Man – I think that’s the only time I’ve played Charlotte.  I know it’s the only time I’ve played solo there.  I may have toured through there with a band, but I don’t think I did. 

I like Charlotte – I just don’t know it that well.  It’s a unique city.  I’ve gotten to be attracted to those towns that people like to talk shit about [laughs].  Because I’m from one of those places.  One of those medium-sized, industrial Southern cities. 

Interesting people are from Charlotte.  Ross McElwee is from there.  The documentary filmmaker.  He made a film called Sherman’s March in the 80s.  Really great filmmaker.  Also – there were a lot of great recordings made in Charlotte back in the 20s and 30s.  These prewar vernacular recordings.  Jimmy Tarlton, who was part of Darby and Tarlton.  I think those recordings were done in a hotel room. 

You wouldn’t think it, but Charlotte has a regional record studio legacy.  Arthur Smith in the 40s, 50s, 60s had a studio.  Lee Fields cut his first record there.  And then there was a big beach music scene.  It’s not my scene, but I’ve heard that music my whole life.  I love it for the nostalgic reasons.  But it’s pretty cool to think about 1960s Charlotte with a primarily African-American owned music industry in the city – regardless of whether you like beach music or not – just the fact that it was there.  I don’t think many people know that about Charlotte.

A lot of gospel records come out of Charlotte too.  I see them all the time.  I work part time at Carolina Soul Records, and we get a lot of regional gospel records.  Little labels and studios in Charlotte in the 60s, 70s and 80s.

Charlotte’s not great about preserving its history.  Maybe people like us can slowly bring it a little more out of the shadows. 

I think it will happen.  Growing up in Columbus, that was always one of my main complaints.  I’m from a city that hates itself.  Always comparing itself to Atlanta and not being good enough.  There’s always been people who are local historians or promoters of regional lore.  My parents were definitely two of those people, but they were in the minority.  Now when I go back, and go to the bar or the coffee shop, there’s these huge prints of Ma Rainey on the wall.  That was never the case when I was a kid.  Any kind of embrace of that kind of thing.

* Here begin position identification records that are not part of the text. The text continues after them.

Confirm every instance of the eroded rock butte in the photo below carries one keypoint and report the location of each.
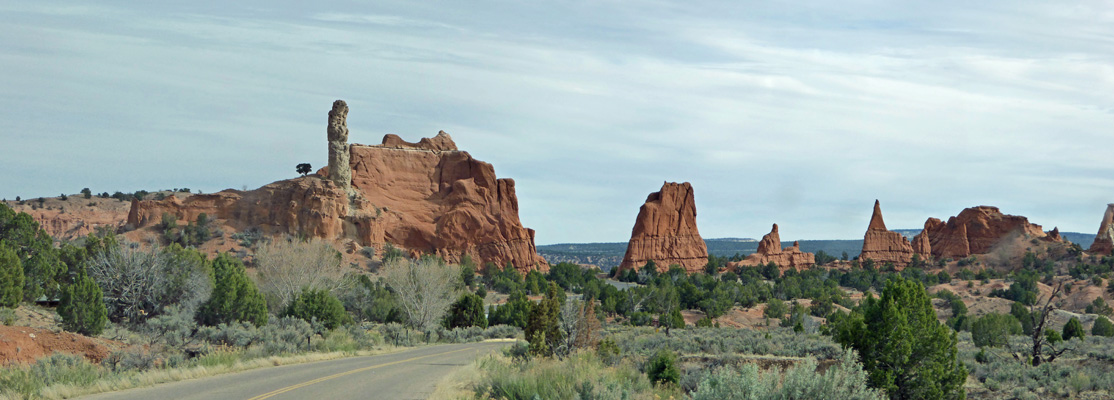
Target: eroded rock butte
(426, 197)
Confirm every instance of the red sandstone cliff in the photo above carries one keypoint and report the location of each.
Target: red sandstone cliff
(1104, 241)
(427, 197)
(665, 232)
(770, 252)
(883, 245)
(976, 231)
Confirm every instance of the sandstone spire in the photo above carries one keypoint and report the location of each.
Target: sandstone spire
(666, 233)
(876, 220)
(340, 172)
(882, 245)
(1104, 240)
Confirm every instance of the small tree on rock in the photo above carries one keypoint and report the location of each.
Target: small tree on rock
(905, 350)
(11, 276)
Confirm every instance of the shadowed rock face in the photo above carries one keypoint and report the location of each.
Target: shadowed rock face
(426, 197)
(770, 252)
(1104, 241)
(976, 231)
(883, 245)
(339, 171)
(665, 232)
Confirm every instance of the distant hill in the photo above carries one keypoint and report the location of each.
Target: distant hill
(608, 255)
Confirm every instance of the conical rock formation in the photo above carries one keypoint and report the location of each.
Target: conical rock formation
(1104, 241)
(665, 232)
(882, 245)
(426, 197)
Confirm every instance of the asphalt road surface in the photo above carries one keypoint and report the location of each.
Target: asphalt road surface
(406, 374)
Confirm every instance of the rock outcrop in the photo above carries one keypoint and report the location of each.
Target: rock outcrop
(883, 245)
(770, 251)
(427, 197)
(665, 232)
(339, 171)
(1104, 240)
(975, 231)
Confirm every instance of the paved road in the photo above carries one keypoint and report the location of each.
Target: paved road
(407, 374)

Charlotte has a very similar thing with Romare Bearden. 

Yeah.  He was a giant figure in American art, so he should be recognized.  But it takes a while.  A lot of that goes back to racial segregation and whites not wanting to embrace black culture.  There’s a long history of that.  And of course, the black community of Columbus knew about Ma Rainey forever.  Now, it’s hip.  Same thing with the novelist Carson McCullers.  She’s an important part of the Columbus cultural landscape now.  It’s great.  I love it.  But it takes a while.  You get these places that are underappreciated, and it takes them awhile to realize that it’s worth embracing your own regional culture and history.  Sometimes it just takes a national push for people to realize that people are coming here asking about this stuff, but we’re not promoting it ourselves.  So I think it’s going to keep happening.  Charlotte’s going to embrace its own history more and more.  Maybe in a couple of years we’ll have the Charlotte Music Museum [laughs].  You never know.  It can happen.

You’re show here is right around the corner.  What do you have in mind? You going to do the new record?  The old record?  Maybe throw some holiday tunes in there?

I probably won’t play too many holiday tunes [laughs].  Nothing against them.  I’m just not good at playing them.  Usually my set is a mix of both records, and then I play some other stuff I haven’t recorded.  Things I have on my mind.  I usually ad-lib it.